Una ciudad nunca es perfecta. Siempre tiene su lado oscuro y sus cosas que mejorar. Quien diga lo contrario lo ciega la pasión por el lugar o las siglas del partido que la gobierna. De las dos opciones no sé cuál es más peligrosa. Porque una pasión desmedida no es buena consejera. No te deja ver con claridad y al final terminas perjudicando más que otra cosa. No hablemos ya si nos referimos al fanatismo de las siglas de un partido político. Porque independientemente a cómo lo haga siempre terminaremos claudicando ante él incluso por encima del hipotético amor que le tengamos a la ciudad de nuestros amores. No es la primera vez que afirmo, es mi opinión, que a Cádiz le hace falta ambición. Ambición de la buena. La que busca que su ciudad progrese. Sin embargo el enemigo más acérrimo de la ambición es el conformismo. Y aquí por desgracia lo tenemos en casa.

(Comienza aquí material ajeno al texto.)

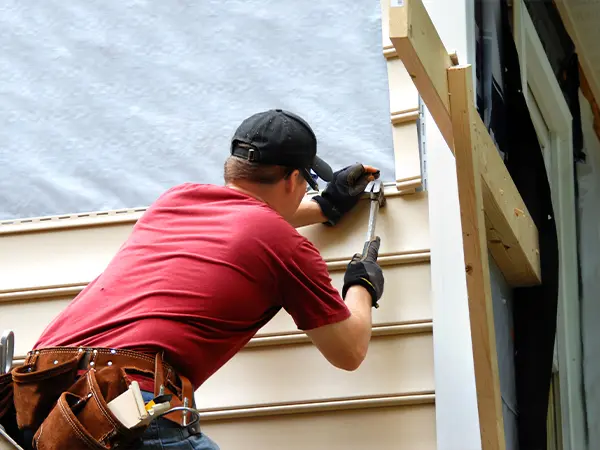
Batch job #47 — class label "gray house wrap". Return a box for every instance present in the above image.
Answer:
[0,0,395,220]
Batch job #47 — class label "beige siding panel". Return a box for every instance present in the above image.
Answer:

Cada día me topo tanto en las redes sociales como a mi alrededor con una realidad que me entristece y horroriza a partes iguales. Me entristece ver a un Cádiz por día más abandonado. Solo hay que salir a la calle y observar: un adoquinado cada vez más deteriorado, un Parque Genovés que parece ir a la deriva o unas casetas de campaña que dejan al descubierto una terrible realidad por citar solo tres ejemplos. Y me horroriza pensar que esto ocurre ante un sector de la ciudad cuya única arma es una mueca de indiferencia o una defensa a ultranza de quiénes ellos consideran intocables. La mejor oposición que puede tener un político es su propio pueblo. Pero ¿qué ocurre si sus propios votantes callan cada error que comete?

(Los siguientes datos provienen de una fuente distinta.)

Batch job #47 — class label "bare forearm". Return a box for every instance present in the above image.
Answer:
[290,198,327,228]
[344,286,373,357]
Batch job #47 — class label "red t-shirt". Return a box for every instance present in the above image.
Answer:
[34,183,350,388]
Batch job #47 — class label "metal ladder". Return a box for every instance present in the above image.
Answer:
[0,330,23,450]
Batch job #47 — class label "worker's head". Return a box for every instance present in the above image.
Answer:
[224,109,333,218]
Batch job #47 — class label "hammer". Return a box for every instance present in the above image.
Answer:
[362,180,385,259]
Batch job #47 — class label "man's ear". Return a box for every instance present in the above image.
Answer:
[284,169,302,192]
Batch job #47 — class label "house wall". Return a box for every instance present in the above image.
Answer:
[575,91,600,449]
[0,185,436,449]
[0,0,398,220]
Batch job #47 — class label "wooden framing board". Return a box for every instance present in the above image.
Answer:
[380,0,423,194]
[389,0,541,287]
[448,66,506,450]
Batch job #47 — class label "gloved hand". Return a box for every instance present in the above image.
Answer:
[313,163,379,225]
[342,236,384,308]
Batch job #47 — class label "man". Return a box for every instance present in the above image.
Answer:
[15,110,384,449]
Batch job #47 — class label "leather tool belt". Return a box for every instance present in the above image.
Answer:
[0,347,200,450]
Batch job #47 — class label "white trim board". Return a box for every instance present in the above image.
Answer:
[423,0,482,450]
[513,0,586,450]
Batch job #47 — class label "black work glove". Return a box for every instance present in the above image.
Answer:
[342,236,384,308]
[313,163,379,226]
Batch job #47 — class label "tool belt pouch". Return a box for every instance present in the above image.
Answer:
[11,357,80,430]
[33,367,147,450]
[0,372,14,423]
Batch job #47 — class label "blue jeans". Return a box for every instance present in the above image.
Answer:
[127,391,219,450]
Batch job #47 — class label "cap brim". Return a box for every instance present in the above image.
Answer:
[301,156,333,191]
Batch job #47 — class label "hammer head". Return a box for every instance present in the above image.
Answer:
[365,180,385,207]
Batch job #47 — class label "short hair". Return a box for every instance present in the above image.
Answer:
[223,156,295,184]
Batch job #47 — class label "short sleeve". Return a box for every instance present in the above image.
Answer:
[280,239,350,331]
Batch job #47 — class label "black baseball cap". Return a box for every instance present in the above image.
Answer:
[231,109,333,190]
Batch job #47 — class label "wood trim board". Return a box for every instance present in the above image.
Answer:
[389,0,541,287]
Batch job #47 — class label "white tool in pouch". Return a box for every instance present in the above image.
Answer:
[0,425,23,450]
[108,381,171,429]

Estoy seguro que Cádiz podría mejorar notablemente con cuatro cosas que el Gobierno de turno tuviese en cuenta. Se trata de bajar a la calle. Más allá de los cuatro o cinco días durante la campaña electoral que tan bien quedan en las fotos. Escuchar a la gente de verdad. A esa otra incluso que no te jalea ni te prometen que siempre estarán contigo. Porque de lo contrario, lo que haces es mantenerte en esa burbuja de la que ya de por sí al político le cuesta salir y condenar a la ciudad a la que tanto dices querer al fracaso más absoluto.

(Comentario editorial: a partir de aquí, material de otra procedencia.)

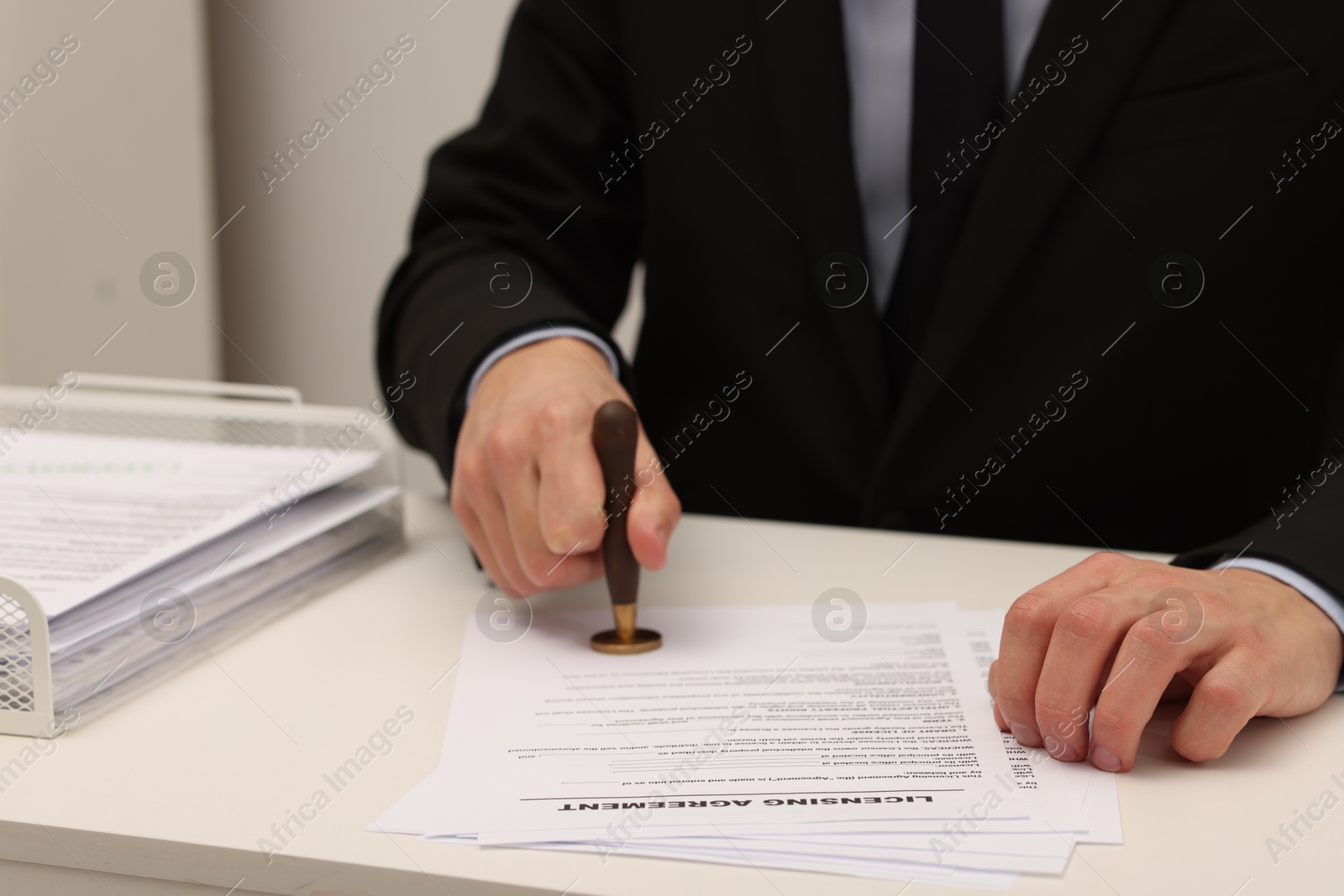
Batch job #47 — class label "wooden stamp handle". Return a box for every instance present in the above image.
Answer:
[593,401,640,605]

El problema es que donde el sector más crítico y realista, que dicho sea de paso no tienen porqué ir de la mano, ve abandono, falta de inversión o simplemente de interés, el alcalde en este caso ve «una Cádiz con más derechos, con más proyección, más inclusiva y, en definitiva, mejor» como hace unos días escribía en su muro de una red social trasladando consciente o inconscientemente ese discurso a sus fieles para hacerlo realidad. Ese es el verdadero problema. El de la mayoría de los políticos de este país por cierto. Que solo ven única y exclusivamente por los ojos de su conveniencia.